Coronary balloon angioplasty through diagnostic 6 French catheters.
 We investigated the use of ultralow profile balloon catheters (Scimed ACE, USCI Probe, Cordis, Orion) for coronary angioplasty through 6 French diagnostic catheters (Schneider, Cordis).
 Contrast injection was assisted with a Hercules pump (Cordis) in all cases.
 During 21 procedures, angioplasty of 27 lesions in 20 selected patients was attempted (1.3 lesion/procedure).
 Twelve lesions were in the right, 10 in the left anterior descending, and 5 in the left circumflex coronary artery.
 Balloon size varied between 2.5 and 3.5 mm.
 Twenty lesions could be successfully dilated (74%) through the 6 French catheter and 7 lesions required an exchange to a 7 French angioplasty guiding catheter.
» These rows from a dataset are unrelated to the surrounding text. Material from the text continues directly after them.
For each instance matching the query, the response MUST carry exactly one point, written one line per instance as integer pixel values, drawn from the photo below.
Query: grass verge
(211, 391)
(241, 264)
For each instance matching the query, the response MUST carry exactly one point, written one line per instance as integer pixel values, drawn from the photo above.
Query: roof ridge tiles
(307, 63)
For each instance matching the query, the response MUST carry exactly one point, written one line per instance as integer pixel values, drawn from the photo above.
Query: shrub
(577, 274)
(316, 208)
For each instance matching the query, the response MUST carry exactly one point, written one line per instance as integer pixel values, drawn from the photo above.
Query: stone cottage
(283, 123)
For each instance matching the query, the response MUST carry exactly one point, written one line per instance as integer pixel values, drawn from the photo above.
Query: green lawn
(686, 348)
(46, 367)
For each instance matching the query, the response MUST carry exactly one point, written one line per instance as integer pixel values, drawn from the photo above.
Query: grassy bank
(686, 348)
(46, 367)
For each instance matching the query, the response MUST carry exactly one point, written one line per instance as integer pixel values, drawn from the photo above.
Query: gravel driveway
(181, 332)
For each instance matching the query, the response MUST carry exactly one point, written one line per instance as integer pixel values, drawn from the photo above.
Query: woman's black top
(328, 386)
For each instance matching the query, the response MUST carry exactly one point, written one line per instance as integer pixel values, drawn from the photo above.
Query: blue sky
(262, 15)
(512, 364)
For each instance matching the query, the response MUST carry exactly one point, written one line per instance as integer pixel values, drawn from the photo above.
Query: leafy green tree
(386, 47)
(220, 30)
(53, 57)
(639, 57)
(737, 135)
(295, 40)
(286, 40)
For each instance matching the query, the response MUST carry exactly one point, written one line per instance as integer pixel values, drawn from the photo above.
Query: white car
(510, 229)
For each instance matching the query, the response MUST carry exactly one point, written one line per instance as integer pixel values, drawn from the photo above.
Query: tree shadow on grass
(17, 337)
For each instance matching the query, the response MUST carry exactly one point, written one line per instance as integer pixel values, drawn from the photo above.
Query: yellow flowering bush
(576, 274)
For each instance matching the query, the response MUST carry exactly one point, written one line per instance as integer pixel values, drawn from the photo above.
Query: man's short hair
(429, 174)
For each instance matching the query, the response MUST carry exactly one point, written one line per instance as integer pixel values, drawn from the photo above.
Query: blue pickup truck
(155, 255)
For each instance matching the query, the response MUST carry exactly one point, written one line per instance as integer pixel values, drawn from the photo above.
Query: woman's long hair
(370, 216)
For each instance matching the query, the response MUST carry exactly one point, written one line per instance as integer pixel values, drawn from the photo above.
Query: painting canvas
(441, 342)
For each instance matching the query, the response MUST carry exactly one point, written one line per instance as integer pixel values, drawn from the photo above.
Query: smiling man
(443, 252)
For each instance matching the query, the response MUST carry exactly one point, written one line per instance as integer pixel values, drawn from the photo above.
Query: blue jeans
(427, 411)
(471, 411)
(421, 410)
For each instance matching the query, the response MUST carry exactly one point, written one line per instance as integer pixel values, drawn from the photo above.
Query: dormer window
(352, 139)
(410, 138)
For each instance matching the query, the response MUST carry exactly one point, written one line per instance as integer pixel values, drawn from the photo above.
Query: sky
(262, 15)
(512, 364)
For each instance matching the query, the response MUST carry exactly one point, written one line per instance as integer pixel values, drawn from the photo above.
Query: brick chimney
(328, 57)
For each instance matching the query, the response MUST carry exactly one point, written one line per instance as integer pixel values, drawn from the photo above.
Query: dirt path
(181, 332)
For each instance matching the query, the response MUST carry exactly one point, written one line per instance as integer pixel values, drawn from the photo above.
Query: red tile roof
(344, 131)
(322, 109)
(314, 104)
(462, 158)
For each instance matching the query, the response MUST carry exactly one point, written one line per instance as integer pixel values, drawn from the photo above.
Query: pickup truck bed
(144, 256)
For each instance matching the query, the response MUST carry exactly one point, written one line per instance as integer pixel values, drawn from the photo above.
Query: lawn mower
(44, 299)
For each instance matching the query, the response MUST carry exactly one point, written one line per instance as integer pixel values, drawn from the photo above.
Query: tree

 For 5 cases, another balloon was also necessary to complete the procedure.
 The final overall success rate was 100% per patient and per lesion and there were no major complications.
 Despite the small internal catheter lumen (1.22 mm) coronary visualization was adequate, and mechanical support was good.
 Failures of 6 French catheters were attributed to insufficient torque control and excessive friction when the balloon crossed the tapered end of the diagnostic catheter.
 Coronary angioplasty through a diagnostic 6 French catheter is feasible and may represent a reasonable alternative for simple cases that are done during the same session as the diagnostic angiography.
 Once available, 6 French high flow angioplasty guiding catheters without a tapered tip should improve success while retaining the advantage of a small femoral puncture site.